Some of the obituaries in the New York Times, The Economist, CNN, NPR, etc., were tinged with sadness and reference to this failure. None mentioned that the Abraham Accords might actually bring stability and growth to the region. Nor did any give credit for this previously unimaginable breakthrough in a region previously locked in stalemate, to President Trump. Of course.

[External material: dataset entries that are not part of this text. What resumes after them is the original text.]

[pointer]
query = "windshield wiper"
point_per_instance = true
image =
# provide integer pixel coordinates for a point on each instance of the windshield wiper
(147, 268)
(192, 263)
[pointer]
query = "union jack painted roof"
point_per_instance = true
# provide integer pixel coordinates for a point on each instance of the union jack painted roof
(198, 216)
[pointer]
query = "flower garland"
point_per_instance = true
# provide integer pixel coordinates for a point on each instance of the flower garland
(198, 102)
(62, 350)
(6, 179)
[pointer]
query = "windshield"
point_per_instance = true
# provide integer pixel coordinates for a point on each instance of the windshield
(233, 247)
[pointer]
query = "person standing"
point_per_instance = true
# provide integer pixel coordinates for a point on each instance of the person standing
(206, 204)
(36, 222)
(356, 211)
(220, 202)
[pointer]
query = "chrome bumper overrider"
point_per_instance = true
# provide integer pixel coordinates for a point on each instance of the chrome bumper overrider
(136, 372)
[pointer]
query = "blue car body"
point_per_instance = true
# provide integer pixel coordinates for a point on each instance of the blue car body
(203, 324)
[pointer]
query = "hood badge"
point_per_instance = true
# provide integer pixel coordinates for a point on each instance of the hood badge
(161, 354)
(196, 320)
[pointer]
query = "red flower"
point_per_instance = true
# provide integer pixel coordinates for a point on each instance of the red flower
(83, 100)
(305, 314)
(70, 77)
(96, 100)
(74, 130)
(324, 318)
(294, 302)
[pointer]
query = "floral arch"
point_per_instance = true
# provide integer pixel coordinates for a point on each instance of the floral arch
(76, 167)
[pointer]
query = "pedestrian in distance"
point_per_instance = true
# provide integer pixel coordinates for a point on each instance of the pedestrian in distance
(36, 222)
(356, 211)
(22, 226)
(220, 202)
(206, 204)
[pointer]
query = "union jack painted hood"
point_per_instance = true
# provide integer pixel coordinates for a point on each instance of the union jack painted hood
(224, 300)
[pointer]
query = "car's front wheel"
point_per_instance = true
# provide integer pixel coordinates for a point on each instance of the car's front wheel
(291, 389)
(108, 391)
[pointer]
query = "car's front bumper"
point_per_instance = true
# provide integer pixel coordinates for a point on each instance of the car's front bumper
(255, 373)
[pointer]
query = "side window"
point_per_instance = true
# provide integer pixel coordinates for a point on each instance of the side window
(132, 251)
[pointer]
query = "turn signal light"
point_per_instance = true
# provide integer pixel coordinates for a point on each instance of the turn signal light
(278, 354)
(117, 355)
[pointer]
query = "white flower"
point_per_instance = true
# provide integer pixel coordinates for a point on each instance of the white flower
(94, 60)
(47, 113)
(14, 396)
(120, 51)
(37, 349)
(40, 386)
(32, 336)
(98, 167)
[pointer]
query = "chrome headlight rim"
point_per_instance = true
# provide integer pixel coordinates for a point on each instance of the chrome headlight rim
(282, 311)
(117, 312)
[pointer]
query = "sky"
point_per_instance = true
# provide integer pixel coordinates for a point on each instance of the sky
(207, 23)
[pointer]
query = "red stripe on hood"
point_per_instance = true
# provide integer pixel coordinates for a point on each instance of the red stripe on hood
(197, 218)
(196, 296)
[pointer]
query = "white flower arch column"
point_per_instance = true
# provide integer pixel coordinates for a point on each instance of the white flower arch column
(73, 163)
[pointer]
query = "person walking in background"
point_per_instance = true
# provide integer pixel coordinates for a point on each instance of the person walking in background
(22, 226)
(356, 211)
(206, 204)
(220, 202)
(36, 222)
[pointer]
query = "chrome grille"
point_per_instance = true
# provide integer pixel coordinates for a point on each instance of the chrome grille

Whatever governing arrangements arise on the West Bank, they won’t be those envisioned by Erekat, his old boss at the PLO, Yasser Arafat, or the politically maladroit Mahmoud Abbas, head of the Palestinian Authority, who has gained little for his people in a long political career. For all his reported bluster, one wonders what Erekat thought about his bosses, and what they have failed to provide for 2.7 million people in the West Bank and another 1.8 million in Gaza, where the Palestinian civil war brought bifurcated government and unending misery.

Abbas, it is reported, has a net worth of $100 million, most skimmed off transfer payments from Arab and European countries. Yet a deathly ill Erekat had to go to Israel’s Hadassah Hospital, in Jerusalem. Why have successive Palestinian leaders failed to build a good hospital for their own people? It’s nice that Israel makes a point of treating its enemies and their families to the best of its medical resources. But it is embarrassing that those who would build a state, cannot build a medical center. Or much of an economy. Or the basic institutions of competent governance.

A Biden Administration has signaled its intention to move back to making the creation of a Palestinian state the center of any regional strategy. No doubt they will try. But, as they say in the Middle East, “The dogs bark, but the caravan moves on.”